The origin and significance of convolute lamination and pseudonodules in an ancient deep-marine turbidite system: From deposition to diagenesis

Abstract

ABSTRACT Soft-sediment deformation structures, like convolute lamination and pseudonodules, are common in deep-marine turbidites, but details of their origin and timing of formation remain a source of debate. Deep-marine basin-floor deposits of the Neoproterozoic Upper Kaza Group (Windermere Supergroup) crop out superbly in the Castle Creek study area and provide an ideal laboratory to investigate these aspects in convolute-laminated pseudonodules, and also how that deformation influenced later diagenesis. Pseudonodules consist of well-sorted, matrix-poor, upper medium- to coarse-grained, planar-stratified or cross-stratified sandstone that are underlain and overlain by comparatively more poorly sorted, matrix-rich, graded sandstone of similar grain size.
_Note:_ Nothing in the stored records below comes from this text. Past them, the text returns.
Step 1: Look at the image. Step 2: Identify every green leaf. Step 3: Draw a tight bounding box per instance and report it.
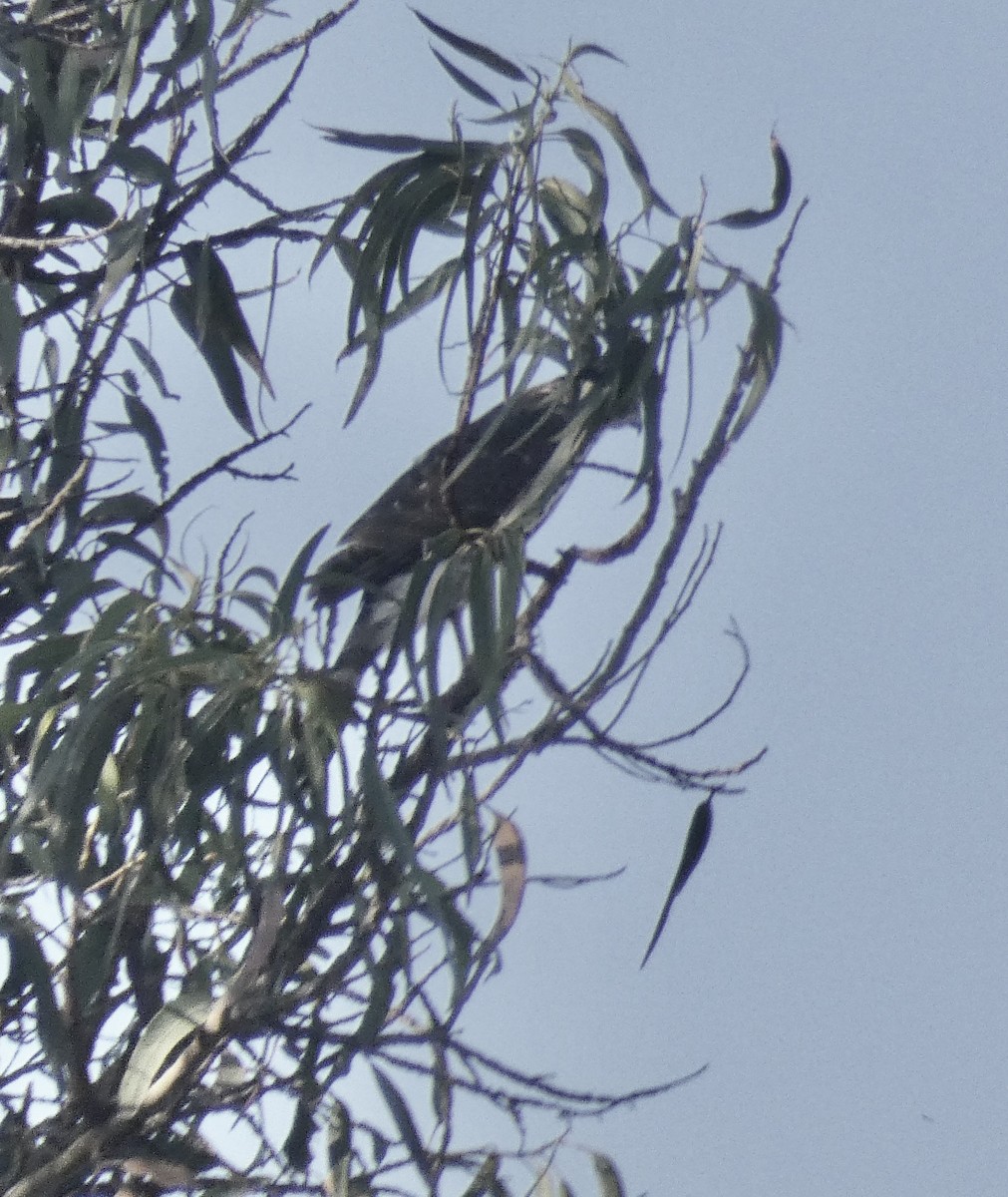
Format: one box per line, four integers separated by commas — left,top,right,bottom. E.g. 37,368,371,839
0,903,71,1076
326,1097,352,1197
116,976,213,1109
89,208,151,319
180,240,276,399
711,137,792,228
102,142,174,187
564,72,673,215
126,336,176,399
640,797,714,969
0,275,22,387
269,525,329,635
434,50,504,108
37,192,116,228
Deposition of the stratified pseudonodules is interpreted to have occurred during the same event that deposited the graded sandstone, albeit during a period of general transport bypass, whereby isolated, shallow, seafloor depressions became filled with well-sorted, stratified sand. As stratified sand accumulated the depressions slowly subsided until a critical thickness had built up and exceeded the load-bearing capacity of the substrate composed of graded sand. This destabilized the surface separating the two layers and resulted in the stratified unit foundering, and in some cases becoming completely enveloped by, the upward-displaced lower-density substrate. Surprisingly, despite the deformed macroscopic character of the stratified sediment, primary grain fabric, including intergranular porosity up to 40%, was preserved and influenced early diagenesis, which, owing to dispersed phosphate cement and depleted carbon isotope composition of the pervasive carbonate cement, would have begun very near the sediment–water interface. Importantly also, pseudonodules are common in basin-floor deposits but comparatively rare in continental-slope strata. Expanding flow conditions over the basin floor would have promoted grain settling, and in turn development of a more stably (density) stratified flow structure. Ultimately this resulted in higher local rates of sedimentation on the basin floor and the accumulation of a substrate more prone to later liquidization.